The Serena Hotel in Islamabad isn’t a place you’d associate with history. It’s the kind of place where South Asian governments sign trade agreements and prime ministers pose for photos with visiting dignitaries. On Saturday, April 11th, it hosted something considerably more consequential: the first direct talks between senior officials of the United States and Iran since the two-week ceasefire took effect.
US Vice President JD Vance led the American delegation. Iran’s team was headed by Parliament Speaker Mohammad Baqer Qalibaf — a hardliner, which tells you something about how Tehran is approaching this. A hardliner at the table is the regime’s way of saying: we are not desperate, and we are not giving anything away for free.
Pakistan’s Prime Minister Shehbaz Sharif played host and translator-in-chief, greeting both delegations separately before letting them get down to the actual business of not agreeing on anything.

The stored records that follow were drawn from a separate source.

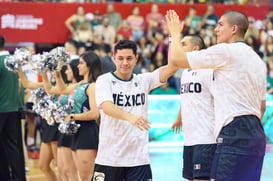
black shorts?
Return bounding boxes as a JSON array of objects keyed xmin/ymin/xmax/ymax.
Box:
[
  {"xmin": 71, "ymin": 121, "xmax": 99, "ymax": 151},
  {"xmin": 211, "ymin": 115, "xmax": 266, "ymax": 181},
  {"xmin": 92, "ymin": 164, "xmax": 152, "ymax": 181},
  {"xmin": 25, "ymin": 102, "xmax": 37, "ymax": 115},
  {"xmin": 183, "ymin": 144, "xmax": 216, "ymax": 180},
  {"xmin": 41, "ymin": 119, "xmax": 59, "ymax": 143},
  {"xmin": 58, "ymin": 133, "xmax": 73, "ymax": 148}
]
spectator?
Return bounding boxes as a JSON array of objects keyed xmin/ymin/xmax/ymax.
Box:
[
  {"xmin": 0, "ymin": 36, "xmax": 26, "ymax": 181},
  {"xmin": 145, "ymin": 4, "xmax": 165, "ymax": 33},
  {"xmin": 245, "ymin": 35, "xmax": 263, "ymax": 58},
  {"xmin": 260, "ymin": 35, "xmax": 273, "ymax": 62},
  {"xmin": 266, "ymin": 56, "xmax": 273, "ymax": 94},
  {"xmin": 260, "ymin": 21, "xmax": 273, "ymax": 44},
  {"xmin": 201, "ymin": 4, "xmax": 219, "ymax": 29},
  {"xmin": 94, "ymin": 16, "xmax": 116, "ymax": 45},
  {"xmin": 117, "ymin": 19, "xmax": 133, "ymax": 41},
  {"xmin": 245, "ymin": 16, "xmax": 260, "ymax": 41},
  {"xmin": 127, "ymin": 6, "xmax": 144, "ymax": 41},
  {"xmin": 185, "ymin": 6, "xmax": 201, "ymax": 34},
  {"xmin": 64, "ymin": 39, "xmax": 79, "ymax": 61},
  {"xmin": 92, "ymin": 35, "xmax": 111, "ymax": 57},
  {"xmin": 90, "ymin": 10, "xmax": 101, "ymax": 32},
  {"xmin": 65, "ymin": 6, "xmax": 89, "ymax": 39},
  {"xmin": 104, "ymin": 4, "xmax": 122, "ymax": 31}
]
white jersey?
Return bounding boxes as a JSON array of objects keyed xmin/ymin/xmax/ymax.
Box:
[
  {"xmin": 187, "ymin": 42, "xmax": 266, "ymax": 136},
  {"xmin": 180, "ymin": 69, "xmax": 216, "ymax": 146},
  {"xmin": 22, "ymin": 64, "xmax": 38, "ymax": 102},
  {"xmin": 95, "ymin": 70, "xmax": 161, "ymax": 167}
]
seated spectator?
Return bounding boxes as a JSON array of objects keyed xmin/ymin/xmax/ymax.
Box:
[
  {"xmin": 74, "ymin": 22, "xmax": 94, "ymax": 43},
  {"xmin": 260, "ymin": 20, "xmax": 273, "ymax": 44},
  {"xmin": 104, "ymin": 3, "xmax": 122, "ymax": 31},
  {"xmin": 127, "ymin": 6, "xmax": 144, "ymax": 41},
  {"xmin": 260, "ymin": 35, "xmax": 273, "ymax": 62},
  {"xmin": 145, "ymin": 4, "xmax": 165, "ymax": 33},
  {"xmin": 90, "ymin": 10, "xmax": 102, "ymax": 32},
  {"xmin": 65, "ymin": 6, "xmax": 89, "ymax": 39},
  {"xmin": 117, "ymin": 20, "xmax": 133, "ymax": 41},
  {"xmin": 245, "ymin": 35, "xmax": 263, "ymax": 58},
  {"xmin": 91, "ymin": 35, "xmax": 112, "ymax": 57},
  {"xmin": 185, "ymin": 6, "xmax": 201, "ymax": 34},
  {"xmin": 94, "ymin": 16, "xmax": 116, "ymax": 46},
  {"xmin": 245, "ymin": 16, "xmax": 260, "ymax": 40},
  {"xmin": 266, "ymin": 56, "xmax": 273, "ymax": 94},
  {"xmin": 201, "ymin": 4, "xmax": 219, "ymax": 30}
]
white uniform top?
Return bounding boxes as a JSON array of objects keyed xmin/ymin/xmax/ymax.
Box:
[
  {"xmin": 22, "ymin": 64, "xmax": 38, "ymax": 102},
  {"xmin": 187, "ymin": 42, "xmax": 266, "ymax": 136},
  {"xmin": 180, "ymin": 69, "xmax": 216, "ymax": 146},
  {"xmin": 95, "ymin": 70, "xmax": 161, "ymax": 167}
]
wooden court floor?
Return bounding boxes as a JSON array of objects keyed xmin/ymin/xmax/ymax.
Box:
[{"xmin": 26, "ymin": 159, "xmax": 58, "ymax": 181}]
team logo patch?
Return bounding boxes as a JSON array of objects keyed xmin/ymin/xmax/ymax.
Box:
[
  {"xmin": 193, "ymin": 164, "xmax": 201, "ymax": 170},
  {"xmin": 93, "ymin": 171, "xmax": 105, "ymax": 181}
]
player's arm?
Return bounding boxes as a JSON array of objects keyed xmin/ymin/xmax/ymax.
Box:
[
  {"xmin": 171, "ymin": 108, "xmax": 182, "ymax": 133},
  {"xmin": 101, "ymin": 101, "xmax": 150, "ymax": 130},
  {"xmin": 165, "ymin": 10, "xmax": 190, "ymax": 68},
  {"xmin": 18, "ymin": 68, "xmax": 43, "ymax": 89}
]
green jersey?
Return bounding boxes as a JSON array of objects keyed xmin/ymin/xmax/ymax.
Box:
[{"xmin": 0, "ymin": 51, "xmax": 19, "ymax": 112}]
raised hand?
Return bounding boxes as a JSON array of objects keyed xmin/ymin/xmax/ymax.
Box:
[{"xmin": 165, "ymin": 10, "xmax": 184, "ymax": 36}]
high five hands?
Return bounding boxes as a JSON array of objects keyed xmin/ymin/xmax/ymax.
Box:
[{"xmin": 165, "ymin": 10, "xmax": 184, "ymax": 36}]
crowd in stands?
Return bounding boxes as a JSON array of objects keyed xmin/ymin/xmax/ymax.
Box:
[{"xmin": 60, "ymin": 3, "xmax": 273, "ymax": 93}]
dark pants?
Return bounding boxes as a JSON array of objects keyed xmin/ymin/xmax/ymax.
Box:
[{"xmin": 0, "ymin": 112, "xmax": 26, "ymax": 181}]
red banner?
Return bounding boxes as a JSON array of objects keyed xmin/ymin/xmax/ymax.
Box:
[{"xmin": 0, "ymin": 2, "xmax": 270, "ymax": 43}]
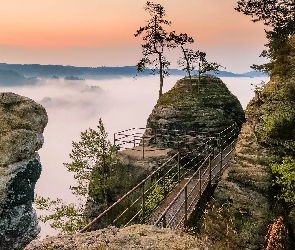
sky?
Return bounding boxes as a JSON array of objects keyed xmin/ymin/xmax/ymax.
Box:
[
  {"xmin": 0, "ymin": 73, "xmax": 268, "ymax": 238},
  {"xmin": 0, "ymin": 0, "xmax": 266, "ymax": 73}
]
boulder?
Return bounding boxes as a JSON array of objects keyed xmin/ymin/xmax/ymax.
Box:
[{"xmin": 0, "ymin": 93, "xmax": 48, "ymax": 249}]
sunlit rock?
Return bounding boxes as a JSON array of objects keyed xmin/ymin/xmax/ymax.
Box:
[{"xmin": 0, "ymin": 93, "xmax": 48, "ymax": 249}]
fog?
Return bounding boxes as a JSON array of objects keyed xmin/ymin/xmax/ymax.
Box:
[{"xmin": 0, "ymin": 76, "xmax": 268, "ymax": 237}]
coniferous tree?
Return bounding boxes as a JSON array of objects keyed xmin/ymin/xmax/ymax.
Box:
[
  {"xmin": 35, "ymin": 119, "xmax": 118, "ymax": 233},
  {"xmin": 134, "ymin": 1, "xmax": 175, "ymax": 98}
]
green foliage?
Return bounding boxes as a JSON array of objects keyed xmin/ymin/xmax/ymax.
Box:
[
  {"xmin": 35, "ymin": 195, "xmax": 86, "ymax": 233},
  {"xmin": 271, "ymin": 156, "xmax": 295, "ymax": 204},
  {"xmin": 64, "ymin": 119, "xmax": 118, "ymax": 199},
  {"xmin": 134, "ymin": 1, "xmax": 175, "ymax": 97},
  {"xmin": 35, "ymin": 119, "xmax": 118, "ymax": 233},
  {"xmin": 235, "ymin": 0, "xmax": 295, "ymax": 76},
  {"xmin": 144, "ymin": 176, "xmax": 176, "ymax": 220}
]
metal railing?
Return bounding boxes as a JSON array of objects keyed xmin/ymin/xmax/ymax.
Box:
[{"xmin": 80, "ymin": 125, "xmax": 236, "ymax": 232}]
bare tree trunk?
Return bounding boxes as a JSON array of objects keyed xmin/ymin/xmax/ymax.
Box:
[
  {"xmin": 198, "ymin": 63, "xmax": 201, "ymax": 93},
  {"xmin": 181, "ymin": 45, "xmax": 193, "ymax": 92},
  {"xmin": 159, "ymin": 53, "xmax": 164, "ymax": 98}
]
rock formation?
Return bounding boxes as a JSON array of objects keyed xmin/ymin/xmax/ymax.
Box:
[
  {"xmin": 0, "ymin": 93, "xmax": 48, "ymax": 250},
  {"xmin": 203, "ymin": 73, "xmax": 295, "ymax": 250},
  {"xmin": 25, "ymin": 225, "xmax": 210, "ymax": 250},
  {"xmin": 145, "ymin": 75, "xmax": 245, "ymax": 148}
]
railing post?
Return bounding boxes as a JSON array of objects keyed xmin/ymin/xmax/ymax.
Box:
[
  {"xmin": 184, "ymin": 185, "xmax": 187, "ymax": 225},
  {"xmin": 142, "ymin": 136, "xmax": 144, "ymax": 159},
  {"xmin": 209, "ymin": 154, "xmax": 212, "ymax": 186},
  {"xmin": 199, "ymin": 169, "xmax": 202, "ymax": 198},
  {"xmin": 163, "ymin": 173, "xmax": 166, "ymax": 196},
  {"xmin": 177, "ymin": 151, "xmax": 180, "ymax": 183},
  {"xmin": 219, "ymin": 133, "xmax": 222, "ymax": 178},
  {"xmin": 141, "ymin": 183, "xmax": 145, "ymax": 223}
]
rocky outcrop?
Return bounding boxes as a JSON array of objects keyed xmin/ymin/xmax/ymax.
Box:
[
  {"xmin": 145, "ymin": 75, "xmax": 244, "ymax": 148},
  {"xmin": 202, "ymin": 120, "xmax": 274, "ymax": 249},
  {"xmin": 202, "ymin": 73, "xmax": 295, "ymax": 250},
  {"xmin": 0, "ymin": 93, "xmax": 48, "ymax": 250},
  {"xmin": 25, "ymin": 225, "xmax": 210, "ymax": 250}
]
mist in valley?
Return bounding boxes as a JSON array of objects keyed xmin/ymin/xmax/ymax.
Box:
[{"xmin": 0, "ymin": 76, "xmax": 268, "ymax": 237}]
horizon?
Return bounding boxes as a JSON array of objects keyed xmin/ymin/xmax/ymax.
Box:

What they’re actually fighting about
The ceasefire reached on April 8th bought both sides time. It did not buy them peace. The gaps are wide and familiar.
The Strait of Hormuz is the obvious prize. Roughly 20% of the world’s oil passes through that stretch of water. Iran mined it during the opening phase of the conflict — and here’s the uncomfortable detail the Americans are having to swallow: Iran may not be able to fully clear those mines even if it wanted to. US officials have privately acknowledged that Tehran lacks the technical capability to locate and neutralize all the mines it laid. That’s not exactly a position of strength, but it’s also not nothing. A waterway you can’t open is leverage, even if it’s leverage born of your own earlier decisions.
On the American side, the ask is straightforward in theory and complicated in practice: Iran must stop supporting proxy forces across the region, including Hezbollah in Lebanon. Israel, meanwhile, keeps bombing Lebanon — a fact that both threatens to blow up the ceasefire and gives Iran a legitimate grievance to point to when Washington demands restraint.
Also on the table: the unfreezing of Iranian sovereign assets, payment for reconstruction inside Iran, and guarantees that Tehran’s civilian nuclear program stays civilian. Iran wants all of that in writing before it agrees to anything more permanent than “we’ll talk again.”
What success looks like
Markets have already priced in hope. Oil crashed 20% in the days after the ceasefire announcement. Asian and European equities rallied on ceasefire optimism. Traders are acting like this is the beginning of the end of the Middle East conflict — which is either smart positioning or premature celebration.
The cease-fire itself expires on April 22nd. That’s eleven days from Saturday’s talks to find a reason for both sides to keep sitting in the same room.
Meanwhile, from the Moon
While diplomats argued in Islamabad, four NASA astronauts were wrapping up the most significant American space mission in half a century. The Artemis II crew — the first humans to orbit the Moon since Apollo — splashed down safely off the California coast on Friday, April 10th. A 10-day trip. No landing. No boots on lunar soil. But the first crewed lunar flyby since 1972, and a proof-of-concept for everything the Artemis program is supposed to eventually deliver: a sustained human presence on the Moon, a staging ground for eventually going to Mars.
It’s easy to forget, buried under the geopolitics and the ceasefire theatrics, that humans just went back to the Moon’s neighborhood and came home without incident. That matters too.
The bottom line
The Islamabad talks are real, and the stakes are as high as the billing suggests. But two billionaires sitting across a table from each other in a Pakistani hotel does not a peace agreement make. Both sides are showing up with preconditions, red lines, and domestic audiences to satisfy. The gap between a ceasefire and a settlement is the same gap it’s always been: trust, verification, and who goes first.
Nothing is agreed until everything is agreed. The clock is ticking.
Eleven days until the ceasefire expires. Eleven days to turn a photo-op into something that lasts.